U.S. plastics processors are raising the bar with higher productivity, higher profits and higher utilization. That's the word from the 2013 North American Plastics Industry Study from Plante & Moran’s Plastics Industry Team, comprised of Leader Jeff Mengel and Co-leader Ted Morgan, who surveyed 84 companies with 131 facilities and $3 billion in sales.
Labor productivity, as measured by value-add (sales less material and outside processing), divided by total full-time equivalents significantly jumped in 2012, as “companies were forced to figure out how to do more with less.” That seems to be a continuing trend post-recession, as “the industry as a whole is getting into a rhythm operationally with the continued sales growth.”
As for higher profits, the key is to control both resin and labor, two of the largest cost drivers for plastics processors. “Control these two items and profits are almost certain to come,” notes Mengel and Morgan. “Resin pricing over the past 12-18 months has seen only modest increases compared to recent years.

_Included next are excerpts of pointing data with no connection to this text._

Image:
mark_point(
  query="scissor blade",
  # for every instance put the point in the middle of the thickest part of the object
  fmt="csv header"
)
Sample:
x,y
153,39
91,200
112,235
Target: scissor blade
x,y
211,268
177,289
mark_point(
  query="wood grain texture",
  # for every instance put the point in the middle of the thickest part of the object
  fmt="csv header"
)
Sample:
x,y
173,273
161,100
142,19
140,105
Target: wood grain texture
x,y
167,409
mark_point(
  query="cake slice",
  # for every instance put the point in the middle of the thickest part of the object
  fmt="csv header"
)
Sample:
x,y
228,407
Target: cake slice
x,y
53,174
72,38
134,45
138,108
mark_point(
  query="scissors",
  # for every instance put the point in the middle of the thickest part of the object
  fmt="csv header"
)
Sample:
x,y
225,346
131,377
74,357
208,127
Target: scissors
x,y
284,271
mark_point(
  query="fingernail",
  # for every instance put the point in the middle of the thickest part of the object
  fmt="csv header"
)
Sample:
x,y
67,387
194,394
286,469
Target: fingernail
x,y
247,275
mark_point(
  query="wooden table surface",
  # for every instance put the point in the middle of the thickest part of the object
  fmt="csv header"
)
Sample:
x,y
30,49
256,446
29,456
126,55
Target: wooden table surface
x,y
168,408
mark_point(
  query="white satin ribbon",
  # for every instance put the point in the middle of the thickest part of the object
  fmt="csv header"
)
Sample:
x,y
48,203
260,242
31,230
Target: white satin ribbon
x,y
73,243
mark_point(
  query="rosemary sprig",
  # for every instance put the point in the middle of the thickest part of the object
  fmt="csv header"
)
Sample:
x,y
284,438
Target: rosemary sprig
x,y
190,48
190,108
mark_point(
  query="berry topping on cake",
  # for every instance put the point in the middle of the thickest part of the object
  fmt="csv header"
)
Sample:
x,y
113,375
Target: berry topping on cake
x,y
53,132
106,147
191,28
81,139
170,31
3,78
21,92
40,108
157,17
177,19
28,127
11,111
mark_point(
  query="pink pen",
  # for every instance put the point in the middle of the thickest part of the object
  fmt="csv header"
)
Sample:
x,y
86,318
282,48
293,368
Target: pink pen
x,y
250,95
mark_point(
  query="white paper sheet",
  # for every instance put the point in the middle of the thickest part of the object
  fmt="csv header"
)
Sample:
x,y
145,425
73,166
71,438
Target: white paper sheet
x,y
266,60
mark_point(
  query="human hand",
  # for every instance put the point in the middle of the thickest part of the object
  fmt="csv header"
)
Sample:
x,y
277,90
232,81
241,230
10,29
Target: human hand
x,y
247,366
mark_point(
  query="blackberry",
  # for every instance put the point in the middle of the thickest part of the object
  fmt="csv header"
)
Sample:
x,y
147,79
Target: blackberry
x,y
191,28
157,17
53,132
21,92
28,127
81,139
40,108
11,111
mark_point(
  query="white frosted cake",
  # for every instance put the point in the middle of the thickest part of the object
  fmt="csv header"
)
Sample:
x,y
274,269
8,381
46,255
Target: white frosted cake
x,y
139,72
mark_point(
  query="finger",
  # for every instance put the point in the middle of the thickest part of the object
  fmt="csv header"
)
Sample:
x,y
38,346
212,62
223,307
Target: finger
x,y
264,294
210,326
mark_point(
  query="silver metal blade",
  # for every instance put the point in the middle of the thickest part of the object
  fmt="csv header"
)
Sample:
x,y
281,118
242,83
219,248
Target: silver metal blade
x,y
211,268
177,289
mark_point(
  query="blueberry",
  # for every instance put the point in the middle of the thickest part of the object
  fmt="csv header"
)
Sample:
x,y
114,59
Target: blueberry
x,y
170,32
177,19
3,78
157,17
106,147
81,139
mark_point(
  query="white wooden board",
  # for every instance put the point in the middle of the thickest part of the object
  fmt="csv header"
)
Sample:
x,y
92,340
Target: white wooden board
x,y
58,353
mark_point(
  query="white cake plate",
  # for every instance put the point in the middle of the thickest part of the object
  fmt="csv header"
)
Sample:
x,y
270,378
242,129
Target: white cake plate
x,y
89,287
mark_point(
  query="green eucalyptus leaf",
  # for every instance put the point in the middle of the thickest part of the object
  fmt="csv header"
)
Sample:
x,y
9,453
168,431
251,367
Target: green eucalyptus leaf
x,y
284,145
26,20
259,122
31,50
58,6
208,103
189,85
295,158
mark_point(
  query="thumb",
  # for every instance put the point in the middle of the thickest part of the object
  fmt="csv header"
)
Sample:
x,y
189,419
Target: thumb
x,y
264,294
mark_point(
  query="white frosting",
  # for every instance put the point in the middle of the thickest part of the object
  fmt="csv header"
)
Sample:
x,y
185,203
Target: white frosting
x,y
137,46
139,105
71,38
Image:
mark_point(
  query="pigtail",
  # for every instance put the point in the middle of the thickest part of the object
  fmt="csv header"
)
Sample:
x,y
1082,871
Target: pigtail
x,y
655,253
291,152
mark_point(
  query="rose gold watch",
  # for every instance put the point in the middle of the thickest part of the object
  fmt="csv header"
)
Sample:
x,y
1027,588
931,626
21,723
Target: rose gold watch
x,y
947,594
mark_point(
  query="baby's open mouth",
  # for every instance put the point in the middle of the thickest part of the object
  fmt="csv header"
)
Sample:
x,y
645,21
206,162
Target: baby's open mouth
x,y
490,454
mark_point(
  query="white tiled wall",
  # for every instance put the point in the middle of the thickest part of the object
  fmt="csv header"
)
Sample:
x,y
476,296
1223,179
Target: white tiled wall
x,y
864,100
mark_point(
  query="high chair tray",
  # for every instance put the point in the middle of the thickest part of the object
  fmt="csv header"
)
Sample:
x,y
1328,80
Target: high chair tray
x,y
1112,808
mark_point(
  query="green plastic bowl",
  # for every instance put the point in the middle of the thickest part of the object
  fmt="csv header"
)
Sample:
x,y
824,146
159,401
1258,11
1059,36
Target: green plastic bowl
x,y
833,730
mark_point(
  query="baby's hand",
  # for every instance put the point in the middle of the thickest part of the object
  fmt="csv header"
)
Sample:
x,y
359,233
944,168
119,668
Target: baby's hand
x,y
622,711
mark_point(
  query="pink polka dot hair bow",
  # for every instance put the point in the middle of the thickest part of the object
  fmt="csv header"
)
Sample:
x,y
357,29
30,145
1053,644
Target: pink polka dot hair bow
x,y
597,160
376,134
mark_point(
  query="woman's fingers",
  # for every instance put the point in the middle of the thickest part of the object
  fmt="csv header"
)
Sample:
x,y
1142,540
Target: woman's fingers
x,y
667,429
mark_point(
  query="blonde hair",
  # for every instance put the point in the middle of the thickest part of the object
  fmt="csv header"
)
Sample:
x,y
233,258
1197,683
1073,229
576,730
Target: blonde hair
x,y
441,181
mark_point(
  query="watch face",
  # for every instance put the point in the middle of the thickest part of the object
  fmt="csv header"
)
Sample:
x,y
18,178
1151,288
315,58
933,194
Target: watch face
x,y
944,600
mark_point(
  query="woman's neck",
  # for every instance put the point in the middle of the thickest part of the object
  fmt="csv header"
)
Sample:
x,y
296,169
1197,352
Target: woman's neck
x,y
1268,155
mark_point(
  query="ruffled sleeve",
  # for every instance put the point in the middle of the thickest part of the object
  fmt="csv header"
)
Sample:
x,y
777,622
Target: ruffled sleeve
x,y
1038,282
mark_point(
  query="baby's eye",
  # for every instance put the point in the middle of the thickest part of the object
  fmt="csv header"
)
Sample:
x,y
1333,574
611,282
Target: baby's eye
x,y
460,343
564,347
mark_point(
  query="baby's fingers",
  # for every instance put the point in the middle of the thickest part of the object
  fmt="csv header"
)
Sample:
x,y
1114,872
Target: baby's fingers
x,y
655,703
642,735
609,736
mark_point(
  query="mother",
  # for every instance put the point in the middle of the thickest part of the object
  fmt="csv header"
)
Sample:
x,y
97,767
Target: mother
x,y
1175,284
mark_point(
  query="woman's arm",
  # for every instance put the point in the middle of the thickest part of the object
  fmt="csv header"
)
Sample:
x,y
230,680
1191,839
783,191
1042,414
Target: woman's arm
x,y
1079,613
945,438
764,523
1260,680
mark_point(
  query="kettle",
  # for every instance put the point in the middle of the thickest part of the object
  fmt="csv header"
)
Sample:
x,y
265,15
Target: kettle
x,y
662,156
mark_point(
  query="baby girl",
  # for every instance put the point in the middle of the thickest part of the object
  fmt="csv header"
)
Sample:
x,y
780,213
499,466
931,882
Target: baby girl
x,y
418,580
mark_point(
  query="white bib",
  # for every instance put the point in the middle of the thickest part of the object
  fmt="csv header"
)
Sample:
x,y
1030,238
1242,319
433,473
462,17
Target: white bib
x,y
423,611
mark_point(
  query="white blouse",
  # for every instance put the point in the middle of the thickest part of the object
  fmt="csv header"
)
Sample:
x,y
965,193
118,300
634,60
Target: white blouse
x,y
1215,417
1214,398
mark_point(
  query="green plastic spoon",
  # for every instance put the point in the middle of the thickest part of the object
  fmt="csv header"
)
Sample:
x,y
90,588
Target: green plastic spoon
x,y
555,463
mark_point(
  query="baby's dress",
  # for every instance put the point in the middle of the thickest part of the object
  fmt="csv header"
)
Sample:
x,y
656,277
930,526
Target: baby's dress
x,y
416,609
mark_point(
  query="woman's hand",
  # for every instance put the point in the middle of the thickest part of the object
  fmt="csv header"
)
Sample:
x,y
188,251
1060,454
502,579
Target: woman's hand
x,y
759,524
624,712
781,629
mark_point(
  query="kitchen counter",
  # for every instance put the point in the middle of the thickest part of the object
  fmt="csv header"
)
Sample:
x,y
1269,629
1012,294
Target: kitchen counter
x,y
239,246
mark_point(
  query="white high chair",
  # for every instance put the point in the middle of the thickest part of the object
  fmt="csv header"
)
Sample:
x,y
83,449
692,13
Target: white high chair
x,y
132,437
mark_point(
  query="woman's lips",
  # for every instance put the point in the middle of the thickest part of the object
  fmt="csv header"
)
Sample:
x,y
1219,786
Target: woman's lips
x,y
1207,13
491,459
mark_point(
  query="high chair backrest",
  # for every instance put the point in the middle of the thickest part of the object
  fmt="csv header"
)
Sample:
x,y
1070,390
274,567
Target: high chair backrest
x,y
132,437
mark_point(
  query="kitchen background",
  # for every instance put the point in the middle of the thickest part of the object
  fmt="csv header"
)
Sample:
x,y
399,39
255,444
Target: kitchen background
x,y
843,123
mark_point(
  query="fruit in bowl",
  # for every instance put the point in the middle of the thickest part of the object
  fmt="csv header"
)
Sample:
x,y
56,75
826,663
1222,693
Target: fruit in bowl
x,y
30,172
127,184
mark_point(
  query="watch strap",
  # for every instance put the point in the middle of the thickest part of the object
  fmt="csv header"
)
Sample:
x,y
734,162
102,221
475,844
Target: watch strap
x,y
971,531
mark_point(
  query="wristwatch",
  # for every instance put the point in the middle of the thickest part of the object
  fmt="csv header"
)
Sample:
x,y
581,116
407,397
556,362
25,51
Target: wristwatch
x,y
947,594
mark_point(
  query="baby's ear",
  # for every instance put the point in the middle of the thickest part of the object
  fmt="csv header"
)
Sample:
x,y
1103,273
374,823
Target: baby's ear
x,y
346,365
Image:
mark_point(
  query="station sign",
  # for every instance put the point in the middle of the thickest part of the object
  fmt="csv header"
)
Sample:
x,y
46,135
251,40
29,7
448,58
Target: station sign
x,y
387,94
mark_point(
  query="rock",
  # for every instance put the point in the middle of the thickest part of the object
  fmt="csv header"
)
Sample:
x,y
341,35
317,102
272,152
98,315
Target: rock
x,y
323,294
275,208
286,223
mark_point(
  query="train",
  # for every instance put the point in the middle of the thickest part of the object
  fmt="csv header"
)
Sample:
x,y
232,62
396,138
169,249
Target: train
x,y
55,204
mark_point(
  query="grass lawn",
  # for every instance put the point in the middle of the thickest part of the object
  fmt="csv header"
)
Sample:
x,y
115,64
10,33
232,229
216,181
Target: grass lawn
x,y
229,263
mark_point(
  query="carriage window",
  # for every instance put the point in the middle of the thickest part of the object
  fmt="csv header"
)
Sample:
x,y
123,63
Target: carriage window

In addition, a higher percentage of plastics processors are able to pass resin cost increases to customers.”
Press utilization increased for the third straight year, said the Plante & Moran study. That’s good news given that press utilization had been in the doldrums even before the recession hit. “The top quartile is in excess of 50 percent utilization for all presses based on a 24/7 basis,” said the study. “While press utilization does not correlate with profitability as many weak companies routinely low ball quotes to keep the presses running, the reduction of available capacity has brought pricing discipline to the industry.”It appears that the industry as a whole has returned to some semblance of normal – albeit a new normal to some extent – and the ship has steadied. Let’s hope the next three quarters of 2014 remain that way!